The dance department finally accepted Monty’s proposal last summer, at about the time he checked into Einstein, again with pneumocystis. He stayed two weeks and, oddly, Monty says that such periods represented blessings of sorts because he was able to concentrate fully on his research.

As he lay in bed, he would often consult by telephone with belly dancer friends of his. . . . Monty had been enthralled with belly dancing since he first watched a performance at a little club next to the Port Authority bus terminal in the early 1970s.

He recalled that although he had gone to the club on a lark, “As soon as I saw what the dancer was doing, having been a professional dancer all my life, I realized there was a dynamic form to this.”

But although he had become close friends with many dancers, by the time of the onset of Monty’s illness, he never once mentioned that he had AIDS. “It was just an unspoken knowledge between us,” said Serena Wilson, one of those dancers, during an interview. “I hate to have him read this, but within months he’s aged years.

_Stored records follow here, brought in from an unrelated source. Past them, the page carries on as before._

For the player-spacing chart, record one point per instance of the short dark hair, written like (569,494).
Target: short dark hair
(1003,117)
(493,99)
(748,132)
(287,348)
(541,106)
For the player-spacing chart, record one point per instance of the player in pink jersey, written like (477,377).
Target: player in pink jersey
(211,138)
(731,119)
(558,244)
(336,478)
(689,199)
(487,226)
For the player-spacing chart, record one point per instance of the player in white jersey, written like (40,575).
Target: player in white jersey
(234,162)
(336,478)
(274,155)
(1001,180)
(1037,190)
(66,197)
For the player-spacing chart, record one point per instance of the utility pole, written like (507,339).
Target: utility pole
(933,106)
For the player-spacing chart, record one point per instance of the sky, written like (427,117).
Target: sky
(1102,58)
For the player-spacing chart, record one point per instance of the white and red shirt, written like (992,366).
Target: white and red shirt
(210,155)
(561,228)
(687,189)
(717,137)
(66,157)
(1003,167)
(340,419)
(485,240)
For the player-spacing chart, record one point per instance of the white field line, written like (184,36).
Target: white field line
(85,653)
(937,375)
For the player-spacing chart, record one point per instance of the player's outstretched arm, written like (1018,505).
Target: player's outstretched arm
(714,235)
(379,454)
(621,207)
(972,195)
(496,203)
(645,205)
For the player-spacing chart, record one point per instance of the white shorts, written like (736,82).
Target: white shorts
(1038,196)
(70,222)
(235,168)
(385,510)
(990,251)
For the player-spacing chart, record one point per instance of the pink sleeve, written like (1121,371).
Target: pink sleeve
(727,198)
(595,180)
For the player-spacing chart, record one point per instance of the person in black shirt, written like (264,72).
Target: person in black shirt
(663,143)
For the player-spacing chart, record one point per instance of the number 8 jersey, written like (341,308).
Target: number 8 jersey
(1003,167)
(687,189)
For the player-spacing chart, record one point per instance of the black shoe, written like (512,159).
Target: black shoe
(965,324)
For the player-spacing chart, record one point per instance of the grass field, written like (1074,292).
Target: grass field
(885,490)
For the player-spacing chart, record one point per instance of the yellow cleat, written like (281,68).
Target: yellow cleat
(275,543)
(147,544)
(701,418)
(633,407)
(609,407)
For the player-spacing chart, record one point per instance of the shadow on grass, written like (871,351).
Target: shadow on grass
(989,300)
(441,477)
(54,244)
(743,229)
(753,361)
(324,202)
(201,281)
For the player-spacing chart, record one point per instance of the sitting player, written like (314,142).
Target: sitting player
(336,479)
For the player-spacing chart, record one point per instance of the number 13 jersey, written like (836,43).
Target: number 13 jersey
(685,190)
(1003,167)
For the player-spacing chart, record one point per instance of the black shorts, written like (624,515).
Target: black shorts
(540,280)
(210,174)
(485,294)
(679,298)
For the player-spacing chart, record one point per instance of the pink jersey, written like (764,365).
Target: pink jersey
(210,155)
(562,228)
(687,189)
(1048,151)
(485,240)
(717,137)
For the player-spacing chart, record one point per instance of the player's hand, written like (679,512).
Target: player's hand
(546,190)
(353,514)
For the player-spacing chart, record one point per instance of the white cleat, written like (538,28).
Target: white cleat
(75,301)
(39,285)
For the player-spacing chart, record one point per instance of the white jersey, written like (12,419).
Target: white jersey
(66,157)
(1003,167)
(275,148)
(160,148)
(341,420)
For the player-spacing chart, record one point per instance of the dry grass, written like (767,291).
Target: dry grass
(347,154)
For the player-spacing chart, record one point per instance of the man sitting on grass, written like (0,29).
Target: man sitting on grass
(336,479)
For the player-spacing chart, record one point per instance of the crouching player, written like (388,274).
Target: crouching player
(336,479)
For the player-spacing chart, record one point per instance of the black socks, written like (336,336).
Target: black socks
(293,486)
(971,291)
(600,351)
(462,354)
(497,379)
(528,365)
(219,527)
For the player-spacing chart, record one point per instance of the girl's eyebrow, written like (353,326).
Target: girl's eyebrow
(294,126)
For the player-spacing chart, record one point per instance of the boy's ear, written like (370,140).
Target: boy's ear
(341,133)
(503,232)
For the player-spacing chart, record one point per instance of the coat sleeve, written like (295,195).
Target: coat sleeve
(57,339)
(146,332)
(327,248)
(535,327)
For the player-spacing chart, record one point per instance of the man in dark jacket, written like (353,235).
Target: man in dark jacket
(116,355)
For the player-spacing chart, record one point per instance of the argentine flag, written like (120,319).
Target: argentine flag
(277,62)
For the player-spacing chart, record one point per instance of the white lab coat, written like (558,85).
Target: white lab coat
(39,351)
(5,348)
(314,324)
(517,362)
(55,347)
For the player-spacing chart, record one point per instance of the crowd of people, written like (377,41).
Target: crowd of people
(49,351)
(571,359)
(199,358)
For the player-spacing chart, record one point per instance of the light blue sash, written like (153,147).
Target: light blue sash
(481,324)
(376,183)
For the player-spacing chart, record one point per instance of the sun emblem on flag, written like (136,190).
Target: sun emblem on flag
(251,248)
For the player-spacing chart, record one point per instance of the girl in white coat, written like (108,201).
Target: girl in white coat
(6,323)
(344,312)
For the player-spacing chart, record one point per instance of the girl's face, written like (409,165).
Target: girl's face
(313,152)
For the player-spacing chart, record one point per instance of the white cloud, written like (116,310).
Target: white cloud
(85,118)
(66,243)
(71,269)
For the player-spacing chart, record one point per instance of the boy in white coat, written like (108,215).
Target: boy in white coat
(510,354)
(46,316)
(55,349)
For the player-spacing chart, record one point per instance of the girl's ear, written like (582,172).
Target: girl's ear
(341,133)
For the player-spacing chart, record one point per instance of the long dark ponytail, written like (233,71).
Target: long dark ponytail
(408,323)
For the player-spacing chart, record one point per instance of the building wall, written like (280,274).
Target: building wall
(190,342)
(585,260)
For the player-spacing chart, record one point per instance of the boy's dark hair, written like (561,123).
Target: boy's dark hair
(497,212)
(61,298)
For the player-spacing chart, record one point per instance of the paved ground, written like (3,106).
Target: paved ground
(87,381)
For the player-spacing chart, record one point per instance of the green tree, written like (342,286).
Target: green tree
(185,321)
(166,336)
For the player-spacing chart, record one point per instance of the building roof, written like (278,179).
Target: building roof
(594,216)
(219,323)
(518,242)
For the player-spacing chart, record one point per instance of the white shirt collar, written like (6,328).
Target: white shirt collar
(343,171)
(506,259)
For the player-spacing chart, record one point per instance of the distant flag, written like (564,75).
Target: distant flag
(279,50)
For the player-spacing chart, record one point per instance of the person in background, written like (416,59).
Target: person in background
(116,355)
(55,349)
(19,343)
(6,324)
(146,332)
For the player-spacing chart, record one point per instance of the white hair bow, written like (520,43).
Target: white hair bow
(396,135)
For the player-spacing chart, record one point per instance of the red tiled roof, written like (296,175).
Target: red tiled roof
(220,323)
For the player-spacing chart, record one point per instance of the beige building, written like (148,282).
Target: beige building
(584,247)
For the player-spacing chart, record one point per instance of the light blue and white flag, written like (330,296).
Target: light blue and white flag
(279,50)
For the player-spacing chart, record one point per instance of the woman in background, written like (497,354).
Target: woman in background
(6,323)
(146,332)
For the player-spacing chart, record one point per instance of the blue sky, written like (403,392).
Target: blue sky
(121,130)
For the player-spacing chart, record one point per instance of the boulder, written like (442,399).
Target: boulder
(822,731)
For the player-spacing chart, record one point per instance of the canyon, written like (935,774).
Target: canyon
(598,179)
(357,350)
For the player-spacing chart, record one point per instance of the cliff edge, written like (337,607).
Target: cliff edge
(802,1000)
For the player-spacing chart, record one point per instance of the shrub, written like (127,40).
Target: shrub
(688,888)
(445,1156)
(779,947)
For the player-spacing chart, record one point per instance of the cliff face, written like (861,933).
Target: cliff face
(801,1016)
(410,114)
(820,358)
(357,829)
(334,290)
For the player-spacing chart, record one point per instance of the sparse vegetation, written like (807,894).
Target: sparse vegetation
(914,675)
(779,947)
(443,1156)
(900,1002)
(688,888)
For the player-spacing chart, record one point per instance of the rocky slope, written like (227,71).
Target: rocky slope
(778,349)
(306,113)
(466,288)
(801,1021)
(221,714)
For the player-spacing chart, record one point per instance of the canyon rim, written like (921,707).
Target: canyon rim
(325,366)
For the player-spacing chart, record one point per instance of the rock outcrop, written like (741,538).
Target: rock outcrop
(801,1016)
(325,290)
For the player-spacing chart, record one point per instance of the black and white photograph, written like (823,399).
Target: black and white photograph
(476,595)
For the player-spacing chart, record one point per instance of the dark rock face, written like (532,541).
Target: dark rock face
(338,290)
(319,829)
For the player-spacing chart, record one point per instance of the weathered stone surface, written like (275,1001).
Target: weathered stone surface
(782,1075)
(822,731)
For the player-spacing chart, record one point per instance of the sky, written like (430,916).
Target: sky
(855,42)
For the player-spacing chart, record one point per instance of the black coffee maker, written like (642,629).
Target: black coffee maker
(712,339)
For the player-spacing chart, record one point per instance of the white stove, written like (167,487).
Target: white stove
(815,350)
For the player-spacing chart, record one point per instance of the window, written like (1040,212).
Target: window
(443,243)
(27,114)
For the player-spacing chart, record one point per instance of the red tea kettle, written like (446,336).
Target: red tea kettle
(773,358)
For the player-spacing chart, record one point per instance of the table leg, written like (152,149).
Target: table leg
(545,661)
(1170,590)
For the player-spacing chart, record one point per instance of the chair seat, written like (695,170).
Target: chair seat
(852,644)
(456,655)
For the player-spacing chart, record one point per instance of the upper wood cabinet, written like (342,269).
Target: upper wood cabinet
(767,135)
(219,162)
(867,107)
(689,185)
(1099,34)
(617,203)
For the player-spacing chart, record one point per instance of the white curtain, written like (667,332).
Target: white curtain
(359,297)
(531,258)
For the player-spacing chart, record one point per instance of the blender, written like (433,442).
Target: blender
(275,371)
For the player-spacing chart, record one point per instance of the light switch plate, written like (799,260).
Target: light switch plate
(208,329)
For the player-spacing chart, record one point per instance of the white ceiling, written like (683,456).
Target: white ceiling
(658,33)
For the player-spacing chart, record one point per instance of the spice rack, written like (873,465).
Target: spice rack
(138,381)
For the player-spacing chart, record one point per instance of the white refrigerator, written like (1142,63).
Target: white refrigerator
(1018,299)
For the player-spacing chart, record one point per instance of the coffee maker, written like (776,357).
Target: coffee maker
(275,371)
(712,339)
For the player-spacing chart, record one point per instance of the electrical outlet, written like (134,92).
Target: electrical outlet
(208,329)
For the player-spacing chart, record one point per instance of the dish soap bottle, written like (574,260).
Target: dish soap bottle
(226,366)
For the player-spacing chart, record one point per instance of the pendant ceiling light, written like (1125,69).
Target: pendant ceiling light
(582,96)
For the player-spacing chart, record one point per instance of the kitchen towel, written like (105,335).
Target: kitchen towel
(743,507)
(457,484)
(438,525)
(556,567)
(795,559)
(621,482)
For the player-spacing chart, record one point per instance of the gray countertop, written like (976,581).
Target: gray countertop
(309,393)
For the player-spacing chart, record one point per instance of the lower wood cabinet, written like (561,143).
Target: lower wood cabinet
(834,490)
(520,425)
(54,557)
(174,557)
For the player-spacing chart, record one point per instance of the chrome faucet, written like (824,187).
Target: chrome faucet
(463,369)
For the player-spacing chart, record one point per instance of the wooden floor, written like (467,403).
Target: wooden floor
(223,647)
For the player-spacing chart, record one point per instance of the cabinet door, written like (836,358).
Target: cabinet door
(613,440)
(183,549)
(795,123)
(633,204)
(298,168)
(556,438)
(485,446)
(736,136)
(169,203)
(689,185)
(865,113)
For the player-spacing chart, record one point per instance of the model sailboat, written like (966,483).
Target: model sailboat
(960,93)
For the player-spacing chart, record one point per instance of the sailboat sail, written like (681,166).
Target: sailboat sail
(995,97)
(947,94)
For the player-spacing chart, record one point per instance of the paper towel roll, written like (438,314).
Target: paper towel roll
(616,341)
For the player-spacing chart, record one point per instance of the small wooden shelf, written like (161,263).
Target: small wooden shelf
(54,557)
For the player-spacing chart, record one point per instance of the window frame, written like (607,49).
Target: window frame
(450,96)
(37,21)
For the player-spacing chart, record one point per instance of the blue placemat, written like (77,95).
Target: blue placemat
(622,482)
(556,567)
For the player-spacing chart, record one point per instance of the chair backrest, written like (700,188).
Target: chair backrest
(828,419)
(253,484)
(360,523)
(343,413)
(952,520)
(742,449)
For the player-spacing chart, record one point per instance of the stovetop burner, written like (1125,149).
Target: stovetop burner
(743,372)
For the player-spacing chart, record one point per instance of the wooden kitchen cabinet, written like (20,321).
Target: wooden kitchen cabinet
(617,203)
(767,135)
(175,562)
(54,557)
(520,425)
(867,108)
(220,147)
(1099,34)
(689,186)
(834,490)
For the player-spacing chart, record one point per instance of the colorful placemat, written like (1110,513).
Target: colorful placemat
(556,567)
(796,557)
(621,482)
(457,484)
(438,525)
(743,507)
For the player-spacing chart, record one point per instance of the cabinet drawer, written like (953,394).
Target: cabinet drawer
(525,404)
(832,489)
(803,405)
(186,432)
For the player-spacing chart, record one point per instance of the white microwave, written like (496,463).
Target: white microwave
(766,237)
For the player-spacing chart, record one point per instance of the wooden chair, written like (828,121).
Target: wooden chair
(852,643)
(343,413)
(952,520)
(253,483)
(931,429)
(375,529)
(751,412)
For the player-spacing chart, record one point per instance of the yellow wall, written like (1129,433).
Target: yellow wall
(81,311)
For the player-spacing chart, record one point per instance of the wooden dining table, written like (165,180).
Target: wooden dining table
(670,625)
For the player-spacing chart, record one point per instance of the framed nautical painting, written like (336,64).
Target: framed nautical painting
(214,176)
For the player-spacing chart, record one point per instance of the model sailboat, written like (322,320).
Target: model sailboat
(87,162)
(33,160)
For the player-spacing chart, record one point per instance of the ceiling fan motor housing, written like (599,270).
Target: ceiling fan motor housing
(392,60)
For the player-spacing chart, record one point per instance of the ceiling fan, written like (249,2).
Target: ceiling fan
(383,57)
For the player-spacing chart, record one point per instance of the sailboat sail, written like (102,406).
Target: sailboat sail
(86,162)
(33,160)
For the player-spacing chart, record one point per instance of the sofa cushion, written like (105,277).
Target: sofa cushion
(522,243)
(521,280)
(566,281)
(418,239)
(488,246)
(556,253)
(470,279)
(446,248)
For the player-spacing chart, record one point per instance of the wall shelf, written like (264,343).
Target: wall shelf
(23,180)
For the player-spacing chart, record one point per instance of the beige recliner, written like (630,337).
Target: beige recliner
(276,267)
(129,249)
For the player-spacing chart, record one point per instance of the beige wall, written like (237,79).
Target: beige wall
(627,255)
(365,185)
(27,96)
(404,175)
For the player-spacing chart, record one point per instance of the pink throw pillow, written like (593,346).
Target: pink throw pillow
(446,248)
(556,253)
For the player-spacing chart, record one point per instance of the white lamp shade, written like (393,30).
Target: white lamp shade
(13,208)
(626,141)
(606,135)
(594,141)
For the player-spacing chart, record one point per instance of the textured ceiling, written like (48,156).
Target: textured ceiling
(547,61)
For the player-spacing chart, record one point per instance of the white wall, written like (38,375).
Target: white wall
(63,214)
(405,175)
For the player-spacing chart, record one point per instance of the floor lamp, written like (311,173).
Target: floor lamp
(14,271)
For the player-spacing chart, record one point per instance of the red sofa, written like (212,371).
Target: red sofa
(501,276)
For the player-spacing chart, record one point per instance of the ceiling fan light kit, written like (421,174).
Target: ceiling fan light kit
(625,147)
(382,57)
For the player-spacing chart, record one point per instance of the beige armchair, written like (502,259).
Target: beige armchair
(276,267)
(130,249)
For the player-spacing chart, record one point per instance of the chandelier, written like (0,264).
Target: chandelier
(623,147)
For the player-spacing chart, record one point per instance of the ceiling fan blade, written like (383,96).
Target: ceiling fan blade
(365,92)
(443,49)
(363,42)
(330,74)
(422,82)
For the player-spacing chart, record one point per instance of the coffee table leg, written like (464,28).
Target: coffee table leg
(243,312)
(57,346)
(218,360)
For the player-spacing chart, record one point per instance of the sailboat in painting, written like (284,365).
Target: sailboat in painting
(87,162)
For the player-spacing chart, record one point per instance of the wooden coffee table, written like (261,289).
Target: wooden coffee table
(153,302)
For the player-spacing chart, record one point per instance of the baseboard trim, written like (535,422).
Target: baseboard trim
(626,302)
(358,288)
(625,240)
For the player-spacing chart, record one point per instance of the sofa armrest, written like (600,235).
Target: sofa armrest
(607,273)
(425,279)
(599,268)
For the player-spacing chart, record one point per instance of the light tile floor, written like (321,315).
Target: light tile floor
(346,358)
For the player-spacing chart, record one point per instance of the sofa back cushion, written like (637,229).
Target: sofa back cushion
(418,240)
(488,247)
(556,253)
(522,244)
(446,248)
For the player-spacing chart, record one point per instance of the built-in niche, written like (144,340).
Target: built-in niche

From a vigorous-looking young man he’s become an old man. His hair turned gray, his face lacked color and he walked with a stoop.”

Morocco, another Middle-Eastern dancer, also helped Monty with his research.

“We would have one-, or two-, or three hour conversations while he was at home, while he was in the hospital,” said Morocco, 46, whose nonprofessional name is Carolina Varga Dinicu. “Any tangent I could send him on, that would keep the adrenaline up, I would, because 90% of surviving is wanting to.”

At 1:15 p.m. on April 29, Monty slumped into a blue wing chair in the Payne room to defend his dissertation. He wore a gray, pin-striped suit that hung loosely from his shoulders and thighs, and a black-and-gold brocade tie.

Seated around an oblong table in front of him were Rowe, chairperson of the Dance and Dance Education Department, and four other NYU professors.Before long, the room became stuffy. But because of the noise outside on Washington Square, the windows could not be opened, and the air conditioner could not be turned on because, as Rowe pointed out, “it’d be too much on” Monty.

One professor complained that the thesis was too much of a chronology, saying, “I kept saying to myself, I wonder why I’m reading this. . . why is he telling me all this?” another wanted to know more about male belly dancers. After about an hour and a half of this, the professors asked Monty and a group of friends including Morocco and Serena to leave the room.

The deliberations apparently went smoothly, because after only 10 minutes, the professors agreed to award Monty his doctorate.

“Did we give him the degree?” Rowe said later when asked whether Monty’s condition had played a part in the panel’s decision. “By no means. He earned it.

“It’s as if the mind has that body in control,” she said. “Almost three months ago when he came in it was almost as if he had dropsy. He could hardly control his feet. He’s turned around a couple of times. Let’s hope this will be another.”